« Colborne jeta un regard implorant à Dirk Burnaby, qui contemplait cette femme obstinée avec une sorte de fascination. Il ne savait que penser d’elle ; il avait la tête si vide. Une idée bizarre lui traversa l’esprit : elle était si menue, quarante kilos tout au plus, qu’un homme pouvait la soulever, la jeter sur son épaule et l’emporter. Et qu’elle proteste ! Il s’entendit dire : « Je ne pense pas que vous ayez saisi mon nom, madame Erskine ? Je suis l’ami de Clyde, Dirk Burnaby. Avocat. J’habite à trois kilomètres d’ici environ, à Luna Park, près des gorges. Je ferai l’impossible pour vous aider. Considérez que je suis à votre disposition. » C’était une remarque totalement inattendue. Une heure plus tard, il ne croirait même pas l’avoir prononcée. Colborne le regarda, bouche bée, et la femme rousse se tourna vers lui, le dévisagea en plissant les yeux comme si elle ne se rappelait pas vraiment sa présence. Elle ouvrit la bouche pour parler mais ne dit rien. Son rouge à lèvres était effacé, ses lèvres minces semblaient sèches et gercées. Impulsivement, Burnaby lui pressa la main.

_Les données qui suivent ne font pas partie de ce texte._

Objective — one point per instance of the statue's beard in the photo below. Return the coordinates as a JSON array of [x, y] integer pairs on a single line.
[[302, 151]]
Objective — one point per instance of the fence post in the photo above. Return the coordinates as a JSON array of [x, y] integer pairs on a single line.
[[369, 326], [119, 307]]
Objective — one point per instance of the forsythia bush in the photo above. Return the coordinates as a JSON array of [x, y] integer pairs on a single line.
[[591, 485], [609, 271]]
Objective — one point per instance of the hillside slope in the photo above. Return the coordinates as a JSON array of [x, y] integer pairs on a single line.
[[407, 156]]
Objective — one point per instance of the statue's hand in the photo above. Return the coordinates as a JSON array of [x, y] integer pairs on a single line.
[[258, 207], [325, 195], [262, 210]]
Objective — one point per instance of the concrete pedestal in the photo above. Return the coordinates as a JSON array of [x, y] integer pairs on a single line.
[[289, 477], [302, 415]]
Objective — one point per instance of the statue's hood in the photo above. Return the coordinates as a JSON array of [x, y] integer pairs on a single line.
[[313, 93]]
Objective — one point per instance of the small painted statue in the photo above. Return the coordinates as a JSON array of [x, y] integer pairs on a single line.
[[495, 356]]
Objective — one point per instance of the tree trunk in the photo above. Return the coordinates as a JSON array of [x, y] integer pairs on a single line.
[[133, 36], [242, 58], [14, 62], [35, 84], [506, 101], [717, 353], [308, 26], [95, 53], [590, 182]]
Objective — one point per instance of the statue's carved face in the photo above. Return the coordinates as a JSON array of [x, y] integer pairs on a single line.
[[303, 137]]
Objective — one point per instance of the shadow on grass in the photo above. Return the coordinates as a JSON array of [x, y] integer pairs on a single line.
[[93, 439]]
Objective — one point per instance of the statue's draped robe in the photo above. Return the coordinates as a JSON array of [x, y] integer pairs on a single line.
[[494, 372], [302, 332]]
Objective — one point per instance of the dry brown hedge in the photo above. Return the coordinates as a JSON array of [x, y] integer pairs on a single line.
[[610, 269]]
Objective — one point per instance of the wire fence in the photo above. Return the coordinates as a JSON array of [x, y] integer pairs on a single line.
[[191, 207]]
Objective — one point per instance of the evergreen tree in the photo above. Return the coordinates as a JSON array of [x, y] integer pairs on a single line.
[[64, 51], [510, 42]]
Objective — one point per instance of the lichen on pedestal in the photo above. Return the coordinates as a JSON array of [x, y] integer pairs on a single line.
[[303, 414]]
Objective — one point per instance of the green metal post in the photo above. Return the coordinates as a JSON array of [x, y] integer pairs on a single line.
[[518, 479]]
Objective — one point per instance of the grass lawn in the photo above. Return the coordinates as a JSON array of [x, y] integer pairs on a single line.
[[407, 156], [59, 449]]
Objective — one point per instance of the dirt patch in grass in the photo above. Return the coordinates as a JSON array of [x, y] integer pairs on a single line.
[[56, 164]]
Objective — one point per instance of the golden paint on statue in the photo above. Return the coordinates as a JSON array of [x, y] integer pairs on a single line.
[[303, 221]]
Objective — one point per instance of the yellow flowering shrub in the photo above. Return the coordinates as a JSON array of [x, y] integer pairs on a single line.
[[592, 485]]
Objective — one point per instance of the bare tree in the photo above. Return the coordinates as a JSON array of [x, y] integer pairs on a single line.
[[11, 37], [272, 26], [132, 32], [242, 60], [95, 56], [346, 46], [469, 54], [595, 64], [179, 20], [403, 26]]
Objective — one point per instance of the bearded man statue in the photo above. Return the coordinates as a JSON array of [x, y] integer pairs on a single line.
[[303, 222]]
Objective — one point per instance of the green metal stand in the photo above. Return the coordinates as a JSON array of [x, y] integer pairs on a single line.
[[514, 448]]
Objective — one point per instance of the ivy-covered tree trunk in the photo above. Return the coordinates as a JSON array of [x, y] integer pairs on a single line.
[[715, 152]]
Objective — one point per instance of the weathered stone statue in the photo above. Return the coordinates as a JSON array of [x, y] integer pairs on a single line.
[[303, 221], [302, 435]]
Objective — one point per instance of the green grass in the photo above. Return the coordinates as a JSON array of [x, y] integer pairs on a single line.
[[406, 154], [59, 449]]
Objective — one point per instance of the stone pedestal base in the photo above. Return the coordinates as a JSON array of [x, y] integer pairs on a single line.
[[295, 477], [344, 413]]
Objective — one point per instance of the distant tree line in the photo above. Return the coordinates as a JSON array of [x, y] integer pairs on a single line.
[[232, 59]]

C’était une main délicate, pas plus grosse qu’un moineau, et cependant, même sous le gant blanc au crochet, on la sentait brûlante, ardente. »
Joyce Carol Oates, Les Chutes
Commentaires
Burnaby est lui aussi un personnage tellement attachant...

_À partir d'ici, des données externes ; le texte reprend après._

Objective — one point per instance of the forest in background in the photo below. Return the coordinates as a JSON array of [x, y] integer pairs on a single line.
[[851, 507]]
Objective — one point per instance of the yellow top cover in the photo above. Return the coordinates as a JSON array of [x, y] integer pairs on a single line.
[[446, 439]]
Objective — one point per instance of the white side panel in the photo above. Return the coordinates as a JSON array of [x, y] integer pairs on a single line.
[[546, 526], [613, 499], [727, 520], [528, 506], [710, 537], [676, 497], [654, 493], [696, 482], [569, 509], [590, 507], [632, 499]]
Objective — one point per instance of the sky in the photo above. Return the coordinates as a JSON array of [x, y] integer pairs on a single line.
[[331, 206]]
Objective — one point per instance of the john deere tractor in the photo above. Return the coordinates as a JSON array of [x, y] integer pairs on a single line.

C'est vrai, Edmée, merci de le souligner. JCO a fait de Burnaby bien plus que le bon samaritain dans cette histoire, un personnage complexe, qui évolue, et très attachant, oui.
Bel extrait.
Il n'en manque pas dans ce roman.
J'aime les dernières lignes, l'idée du gant brûlant dans le filet de coton du gant.
La littérature comme moyen d'évasion, de liberté……………..Délices!
Une belle phrase, en effet, Anne, je suis ravie que tu la distingues. A bientôt chez toi, dès que j'aurai plus de temps à consacrer à la blogosphère.
Ce roman semble riche, foisonnant.... Merci Tania !
Il l'est, c'est un titre d'elle à retenir.
Je pensais avoir laissé un mot sur ce livre que j'aime tant et qui est si riche. Les personnages sont complexes et passionnants.
Tu avais bien commenté le billet principal sur ce roman, merci Claudialucia.